Often, they are killed for their fur and the body is cut up and sold illegally. There is good money to be made on the black market selling tiger parts, where they are prized for their supposedly magical properties. There are still countries in which the fur trade has no limits to the types of animals that can be used.
These cubs are torn from their mothers too early, causing distress to both the cubs and their mothers. They're not allowed to imprint naturally on their mothers, but instead imprint on their human captors. Babies of any species need lots of sleep, but these are not allowed to get enough. They are constantly poked and prodded to be kept awake. Tiger cubs want to explore instinctively. But when they try, they're restrained. They spend hours in small cages inside trucks being carted from place to place so people can have their pictures taken while petting or feeding them.
The cubs are constantly sick and often have diarrhea, which goes untreated, so the cubs are irritable and in pain from the constant wiping by their human captors. Those cute little "roars" are screams of pain.
I get apoplectic with rage over this. I've been trying to come up with a way to show how awful it is, and I finally came up with this. I hope it makes you think, next time you hear of one of these events. If you've ever been to one, stop. If you know people who do, show them this post. If a mall near you advertises such an event, contact the owners. Let them know what is really going on. Encourage them to pass.
And hopefully, everyone who reads this will follow this link to an article entitled "The Truth About Tiger Cub Petting Displays in Malls
" from Big Cat Rescue
, which is where I got most of the details for my little story above. No infringement is intended. Any mistakes in facts are mine, not theirs.
I'm not affiliated with BCR in any way other than that I contribute to them, and try to spread the word like I'm doing right now. I love big cats, and it makes me furious to hear how they're being mistreated. They're such beautiful, powerful, amazing animals, and yet . . . we treat them like garbage. But I believe it's mostly out of ignorance that we still permit this kind of thing to occur.
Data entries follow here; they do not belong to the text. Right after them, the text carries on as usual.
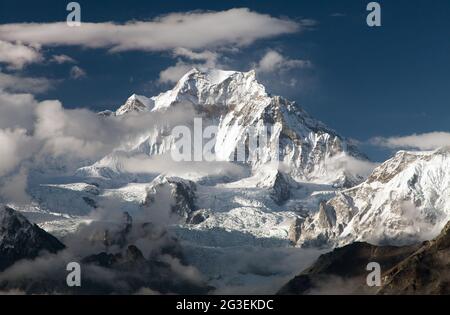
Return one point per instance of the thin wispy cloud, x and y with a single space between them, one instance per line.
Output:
425 141
192 30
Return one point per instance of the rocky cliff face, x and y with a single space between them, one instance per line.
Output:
241 108
415 269
404 200
19 239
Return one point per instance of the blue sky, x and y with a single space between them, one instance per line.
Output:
364 82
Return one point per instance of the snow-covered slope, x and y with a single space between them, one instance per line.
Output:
240 107
404 200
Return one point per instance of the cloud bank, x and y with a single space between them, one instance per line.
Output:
191 30
425 141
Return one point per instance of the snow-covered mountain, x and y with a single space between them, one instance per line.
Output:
320 193
404 200
240 106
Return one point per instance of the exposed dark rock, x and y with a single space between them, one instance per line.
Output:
19 239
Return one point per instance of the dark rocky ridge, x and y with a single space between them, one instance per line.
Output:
20 239
416 269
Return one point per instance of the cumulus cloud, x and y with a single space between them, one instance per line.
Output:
174 73
274 61
77 73
14 188
192 30
425 141
16 55
200 60
60 59
15 146
44 134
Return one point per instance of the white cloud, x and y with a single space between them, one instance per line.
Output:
192 30
174 73
16 55
77 73
15 146
425 141
14 83
200 60
60 59
274 61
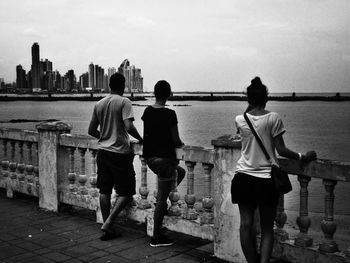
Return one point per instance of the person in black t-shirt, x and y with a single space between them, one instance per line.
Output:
161 137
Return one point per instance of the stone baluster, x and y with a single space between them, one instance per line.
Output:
174 198
347 252
82 176
303 220
207 201
21 165
72 174
5 163
281 219
13 164
143 190
29 167
36 168
93 176
190 198
328 225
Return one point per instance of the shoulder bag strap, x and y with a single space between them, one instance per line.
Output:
257 137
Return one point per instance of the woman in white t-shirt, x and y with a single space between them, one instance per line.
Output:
252 185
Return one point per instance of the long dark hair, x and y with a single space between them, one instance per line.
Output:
257 93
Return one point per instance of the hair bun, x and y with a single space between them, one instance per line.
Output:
256 81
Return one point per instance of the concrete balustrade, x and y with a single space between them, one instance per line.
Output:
60 167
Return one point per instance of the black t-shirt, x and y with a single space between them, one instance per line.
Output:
157 141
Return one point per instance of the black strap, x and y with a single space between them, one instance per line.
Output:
257 137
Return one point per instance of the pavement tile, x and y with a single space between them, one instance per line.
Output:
29 246
9 251
92 256
7 237
62 246
74 260
115 246
78 251
57 257
20 257
49 241
111 259
89 238
36 259
141 251
43 251
181 258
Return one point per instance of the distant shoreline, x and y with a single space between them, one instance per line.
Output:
204 97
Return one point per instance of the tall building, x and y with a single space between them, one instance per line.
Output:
20 78
84 81
133 78
36 68
105 83
91 76
57 81
2 84
70 80
111 71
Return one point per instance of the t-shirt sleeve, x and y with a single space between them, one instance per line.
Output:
144 115
277 126
173 118
236 126
127 112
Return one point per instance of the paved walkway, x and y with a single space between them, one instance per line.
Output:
28 234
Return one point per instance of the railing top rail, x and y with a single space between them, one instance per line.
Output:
18 135
186 153
323 169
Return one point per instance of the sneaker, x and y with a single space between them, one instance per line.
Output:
161 241
106 236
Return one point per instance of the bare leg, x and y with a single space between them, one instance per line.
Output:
119 205
247 234
105 204
164 188
180 174
267 216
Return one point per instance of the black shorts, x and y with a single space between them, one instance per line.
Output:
247 189
115 170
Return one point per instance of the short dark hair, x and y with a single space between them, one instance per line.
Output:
162 89
117 82
257 93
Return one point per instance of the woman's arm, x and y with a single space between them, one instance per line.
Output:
175 136
287 153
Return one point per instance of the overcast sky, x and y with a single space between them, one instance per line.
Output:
197 45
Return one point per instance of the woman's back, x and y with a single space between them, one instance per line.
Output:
253 160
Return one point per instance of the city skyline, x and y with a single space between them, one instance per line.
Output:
42 77
204 45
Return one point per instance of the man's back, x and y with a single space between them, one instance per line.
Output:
111 112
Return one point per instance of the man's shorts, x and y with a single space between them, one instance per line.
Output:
115 170
164 167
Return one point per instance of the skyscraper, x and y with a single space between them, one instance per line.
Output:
35 69
133 78
20 78
91 76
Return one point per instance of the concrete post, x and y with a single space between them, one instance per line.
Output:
227 244
49 160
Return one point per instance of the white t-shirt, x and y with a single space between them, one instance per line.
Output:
253 160
111 111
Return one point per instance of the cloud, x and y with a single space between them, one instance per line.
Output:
346 57
236 51
140 22
31 32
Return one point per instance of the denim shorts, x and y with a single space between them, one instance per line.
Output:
165 168
115 170
247 189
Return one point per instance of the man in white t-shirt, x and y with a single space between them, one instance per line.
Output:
114 115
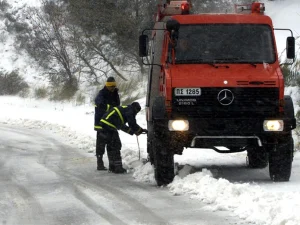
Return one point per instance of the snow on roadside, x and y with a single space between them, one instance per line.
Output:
253 203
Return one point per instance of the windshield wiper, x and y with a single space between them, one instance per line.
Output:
221 60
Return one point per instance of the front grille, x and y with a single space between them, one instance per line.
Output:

We still want to believe the best of people, and when we're told that it's safe for the animals and that they're being taken care of, and all the money is for research and conservation, we want to believe it.
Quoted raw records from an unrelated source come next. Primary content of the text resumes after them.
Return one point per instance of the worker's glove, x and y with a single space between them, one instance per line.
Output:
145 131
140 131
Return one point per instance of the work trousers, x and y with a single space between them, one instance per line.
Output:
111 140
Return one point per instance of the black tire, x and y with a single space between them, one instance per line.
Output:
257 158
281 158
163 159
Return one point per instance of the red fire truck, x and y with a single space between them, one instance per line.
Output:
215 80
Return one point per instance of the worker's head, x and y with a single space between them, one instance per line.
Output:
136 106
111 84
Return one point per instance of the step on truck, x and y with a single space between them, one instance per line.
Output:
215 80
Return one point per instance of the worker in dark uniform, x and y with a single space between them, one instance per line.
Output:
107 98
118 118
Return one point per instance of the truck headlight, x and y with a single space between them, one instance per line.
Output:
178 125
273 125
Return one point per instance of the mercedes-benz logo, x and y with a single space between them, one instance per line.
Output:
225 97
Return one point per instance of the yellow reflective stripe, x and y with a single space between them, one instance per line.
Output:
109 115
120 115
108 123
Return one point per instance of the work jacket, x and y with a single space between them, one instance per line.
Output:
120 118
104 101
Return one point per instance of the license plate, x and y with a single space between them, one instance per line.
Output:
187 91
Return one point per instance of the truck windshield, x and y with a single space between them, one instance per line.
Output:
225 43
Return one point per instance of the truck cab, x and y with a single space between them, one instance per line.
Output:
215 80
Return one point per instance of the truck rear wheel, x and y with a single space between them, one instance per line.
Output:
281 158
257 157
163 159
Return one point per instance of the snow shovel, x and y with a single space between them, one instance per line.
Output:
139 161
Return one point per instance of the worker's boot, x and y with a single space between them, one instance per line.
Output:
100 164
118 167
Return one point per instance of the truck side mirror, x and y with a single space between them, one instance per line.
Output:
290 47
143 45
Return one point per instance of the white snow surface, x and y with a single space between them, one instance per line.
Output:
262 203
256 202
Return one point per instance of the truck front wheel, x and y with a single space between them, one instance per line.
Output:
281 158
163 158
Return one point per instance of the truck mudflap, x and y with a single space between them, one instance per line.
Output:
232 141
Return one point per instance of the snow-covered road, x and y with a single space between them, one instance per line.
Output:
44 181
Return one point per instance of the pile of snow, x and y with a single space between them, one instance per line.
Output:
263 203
There is actually one part of the fictitious tale of human baby petting zoos that is complete fiction and is not based on the plight of these tiger cubs. There are few laws against this, or very few. There are
laws, for instance, that regulate the ages at which these creatures can be exploited: 8 weeks to 12 weeks. Yet it is commonplace for these tiger petting zoos to ignore the regulations, because resources for enforcement are limited.
But there are
bills in Congress to prevent any private ownership of several species of big cats. You can help get these laws passed.
Contact your congressperson and representative.
Thank you for indulging me this far, and I do hope you'll keep this in mind for the future.
Thank you for reading. Disclaimer: All names used are fictitious and any resemblance to any person, living or dead, is unintentional. The names Belk® and Apple® are used to set up the framing story and are in no way affiliated or associated in any way with the kind of practice portrayed herein. As far as I know, there is no such place as Van Duren Foster Home, and the fictitious name was picked at random. If any such place exists, I apologize and will change the name. Big Cat Rescue does exist, and as stated, I am not affiliated with them in any way whatsoever. They had no prior knowledge of this post and were not consulted before publishing.